Enhanced efficiency of near-UV LEDs by surface plasmon and magnetic field effects from metal films

The enhanced efficiency of the near-UV (NUV) LEDs was demonstrated by the combinatory effects of surface plasmons (SP) from the Ag p-electrode and out-of-plane magnetic fields from additional Co/Pt multi-layers. By utilizing an InGaN/GaN-based NUV-LED epilayer including either 100 or 40 nm p-GaN layers, four different flip-chip LEDs were fabricated by selectively adding Co/Pt ferromagnetic multi-layers on the Ag p-electrode. NUV-LEDs with Co/Pt ferromagnetic multi-layers on 100-nm-thick p-GaN showed a 10.1% enhancement of integrated electroluminescence (EL) intensity at a forward current of 20 mA, mainly due to the out-of-plane magnetic field effect.

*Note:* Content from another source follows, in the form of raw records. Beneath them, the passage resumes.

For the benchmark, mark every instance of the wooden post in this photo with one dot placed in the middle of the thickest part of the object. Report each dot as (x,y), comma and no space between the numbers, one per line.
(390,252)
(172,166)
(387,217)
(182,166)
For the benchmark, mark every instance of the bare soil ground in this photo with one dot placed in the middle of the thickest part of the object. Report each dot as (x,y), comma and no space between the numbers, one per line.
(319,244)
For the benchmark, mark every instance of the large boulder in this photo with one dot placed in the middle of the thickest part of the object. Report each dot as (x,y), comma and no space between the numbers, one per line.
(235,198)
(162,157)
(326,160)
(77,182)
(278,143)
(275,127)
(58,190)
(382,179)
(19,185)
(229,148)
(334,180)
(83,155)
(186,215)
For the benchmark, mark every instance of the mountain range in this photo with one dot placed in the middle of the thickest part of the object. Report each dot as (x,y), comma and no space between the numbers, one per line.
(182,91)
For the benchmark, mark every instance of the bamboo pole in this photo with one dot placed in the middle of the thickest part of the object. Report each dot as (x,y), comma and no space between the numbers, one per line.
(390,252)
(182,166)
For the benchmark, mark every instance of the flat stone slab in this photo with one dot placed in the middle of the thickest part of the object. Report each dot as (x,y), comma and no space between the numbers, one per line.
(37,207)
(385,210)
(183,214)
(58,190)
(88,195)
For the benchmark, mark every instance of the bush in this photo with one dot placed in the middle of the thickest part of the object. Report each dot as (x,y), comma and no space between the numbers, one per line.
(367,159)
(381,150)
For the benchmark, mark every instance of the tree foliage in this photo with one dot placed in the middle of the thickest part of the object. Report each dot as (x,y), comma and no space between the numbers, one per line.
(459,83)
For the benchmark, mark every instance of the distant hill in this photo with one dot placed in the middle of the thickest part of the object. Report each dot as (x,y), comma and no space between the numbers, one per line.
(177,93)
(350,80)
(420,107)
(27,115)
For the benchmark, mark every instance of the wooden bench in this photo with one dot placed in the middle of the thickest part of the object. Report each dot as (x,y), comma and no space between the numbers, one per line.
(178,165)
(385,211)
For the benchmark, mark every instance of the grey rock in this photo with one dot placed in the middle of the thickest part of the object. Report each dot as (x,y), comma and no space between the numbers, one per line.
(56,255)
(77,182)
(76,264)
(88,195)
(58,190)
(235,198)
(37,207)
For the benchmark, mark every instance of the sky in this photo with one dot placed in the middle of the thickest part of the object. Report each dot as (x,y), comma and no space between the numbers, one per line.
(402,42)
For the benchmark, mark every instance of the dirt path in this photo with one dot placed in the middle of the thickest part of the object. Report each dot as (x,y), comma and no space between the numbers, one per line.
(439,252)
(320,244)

In LEDs with a 40 nm p-GaN layer, which is consistent with the penetration depth of SP fields, a further increase of 13.8% can be achieved in the integrated EL intensity at 20 mA, resulted from the additional coupling effect with SP fields. These results indicate that the combination of Ag and Co/Pt multilayers, as the p-electrode of flip-chip LEDs, can increase the efficiency in NUV flip-chip LEDs due to efficient couplings of SP fields and an out-of-plane magnetic field with carriers injected into quantum wells.